CHAPTER 10 Lateral Approach to Hip Arthroscopy
Introduction
Hip arthroscopy was first performed in our practice with the use of the supine approach on a fracture table for distraction. During our early experiences, problems of getting into the hip joint and complications such as the scuffing of articular cartilage, poor maneuverability, and the inability to achieve the result before extensive extravasation made the procedure difficult. Specific instruments were not developed, and distraction parameters were not established. As a result, the procedure was not predictable for entering the intra-articular space that is now known as the central compartment. In 1931, Burman was the first to use an arthroscope in the hip in a cadaveric study. However, he was unable to enter the central compartment, even with distraction. Our associate James M. Glick, MD, performed 11 procedures between 1977 and 1982, and he had difficulty getting in on two occasions. Because of our experience with the lateral decubitus positioning in total hip replacements, the idea of approaching hip arthroscopy in a similar way was developed. We dissected a cadaver hip to determine the most direct access to the intra-articular space, and we then described the anterior–peritrochanteric and posterior–peritrochanteric trochanteric portals (Figure 10-1); these have subsequently been referred to as the anterolateral and posterolateral portals. In 1986, distraction was introduced by Erikkson with the use of a fracture table to facilitate entry into the central compartment. We developed a rope-and-pulley system with weights as we used for shoulder arthroscopy as our first hip distractor (Figure 10-2). The first patient in whom we performed arthroscopy with the lateral approach was a massively obese woman with hip pain in whom Dr. Glick had previously performed arthroscopy without success in the supine position. In the lateral decubitus position, the obese portions of her thigh drooped down to expose a prominent greater trochanter. The neurovascular structures are safely away from the portals, and the surgeon is very familiar with their location; these portals offer a direct shot into the femoroacetabular joint. Many of the surgeons interested in hip arthroscopy at that time adopted the technique and continue to use it today.

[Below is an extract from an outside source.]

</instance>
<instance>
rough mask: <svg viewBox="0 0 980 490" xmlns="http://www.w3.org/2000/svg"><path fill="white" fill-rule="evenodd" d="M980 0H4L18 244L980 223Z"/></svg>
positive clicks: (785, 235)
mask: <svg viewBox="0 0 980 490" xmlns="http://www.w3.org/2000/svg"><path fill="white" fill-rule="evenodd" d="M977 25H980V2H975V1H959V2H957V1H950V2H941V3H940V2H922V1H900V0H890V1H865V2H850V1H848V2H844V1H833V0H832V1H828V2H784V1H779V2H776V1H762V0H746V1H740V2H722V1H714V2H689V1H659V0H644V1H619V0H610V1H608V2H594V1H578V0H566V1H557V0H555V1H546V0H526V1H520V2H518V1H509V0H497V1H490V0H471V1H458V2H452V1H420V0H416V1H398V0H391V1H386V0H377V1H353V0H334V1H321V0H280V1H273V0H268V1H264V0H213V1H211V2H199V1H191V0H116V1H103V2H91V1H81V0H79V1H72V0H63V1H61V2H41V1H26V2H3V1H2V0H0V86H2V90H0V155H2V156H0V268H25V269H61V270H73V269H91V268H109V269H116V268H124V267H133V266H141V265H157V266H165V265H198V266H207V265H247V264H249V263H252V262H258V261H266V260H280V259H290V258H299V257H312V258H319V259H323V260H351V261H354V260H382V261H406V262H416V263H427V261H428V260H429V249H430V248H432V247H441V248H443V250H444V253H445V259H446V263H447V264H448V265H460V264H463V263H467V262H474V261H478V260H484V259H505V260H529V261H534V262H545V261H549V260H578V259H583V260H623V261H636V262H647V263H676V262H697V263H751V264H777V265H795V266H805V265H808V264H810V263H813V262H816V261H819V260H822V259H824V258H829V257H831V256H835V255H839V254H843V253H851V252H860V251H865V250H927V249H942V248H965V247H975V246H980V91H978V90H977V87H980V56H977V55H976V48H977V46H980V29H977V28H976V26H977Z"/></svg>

The major advancements in getting into the central compartment were a result of distraction and the use of Nitinol wire cannulated trochars (Figure 10-3). Later, the development of longer arthroscopes, slotted (half-pipe) cannulas, and curved and flexible instruments allowed for advanced techniques that have followed a similar path as those used for knee and shoulder arthroscopy.
Indications
Surgical technique
Patient Positioning
The patient is placed on a well-padded operating room table in the lateral decubitus position (Figure 10-4). An axillary roll is positioned, and hip positioners are used to support the pelvis. By preventing the pelvis from rolling back on the perineal post, the risk of pudendal neuropraxias may be reduced.

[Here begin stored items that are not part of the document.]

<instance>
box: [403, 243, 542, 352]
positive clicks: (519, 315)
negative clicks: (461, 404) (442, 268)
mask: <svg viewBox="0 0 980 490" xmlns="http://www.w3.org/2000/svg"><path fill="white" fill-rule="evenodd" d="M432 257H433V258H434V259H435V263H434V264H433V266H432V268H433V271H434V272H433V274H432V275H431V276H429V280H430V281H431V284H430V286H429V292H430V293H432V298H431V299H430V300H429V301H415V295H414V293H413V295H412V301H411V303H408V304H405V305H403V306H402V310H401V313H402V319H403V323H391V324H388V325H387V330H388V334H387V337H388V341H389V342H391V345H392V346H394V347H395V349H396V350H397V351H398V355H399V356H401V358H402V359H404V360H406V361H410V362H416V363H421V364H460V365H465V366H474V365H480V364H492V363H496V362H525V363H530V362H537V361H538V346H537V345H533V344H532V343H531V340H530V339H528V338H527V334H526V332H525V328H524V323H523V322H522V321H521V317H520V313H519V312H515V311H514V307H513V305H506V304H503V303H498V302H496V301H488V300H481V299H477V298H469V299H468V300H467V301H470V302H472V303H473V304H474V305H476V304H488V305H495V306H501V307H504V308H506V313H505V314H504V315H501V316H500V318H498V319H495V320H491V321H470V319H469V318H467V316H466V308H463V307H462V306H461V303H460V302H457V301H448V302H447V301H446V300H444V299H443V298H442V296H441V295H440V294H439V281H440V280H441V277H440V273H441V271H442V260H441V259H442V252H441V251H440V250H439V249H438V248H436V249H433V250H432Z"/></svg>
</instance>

We typically drape with split sheets, and we use a large plastic pouch to catch fluids.
Distraction
For optimal viewing and safe surgery, at least 1.2 cm of distraction is required before the femoroacetabular joint (central compartment) is entered. Three commercially available distractors for the lateral approach are available from Mizuho OSI (Union City, CA 94587-1234), Innomed, Inc. (Savannah, GA, 31404), and Smith & Nephew. The Mizuho OSI and the Smith & Nephew distractors have the advantage in that hip mobility is adjustable during surgery (Figure 10-5).
The perineal post should have padding of at least 9 cm in diameter, and it should be positioned eccentrically over the pubic symphysis, with little to no compression to the downside thigh (Figure 10-6).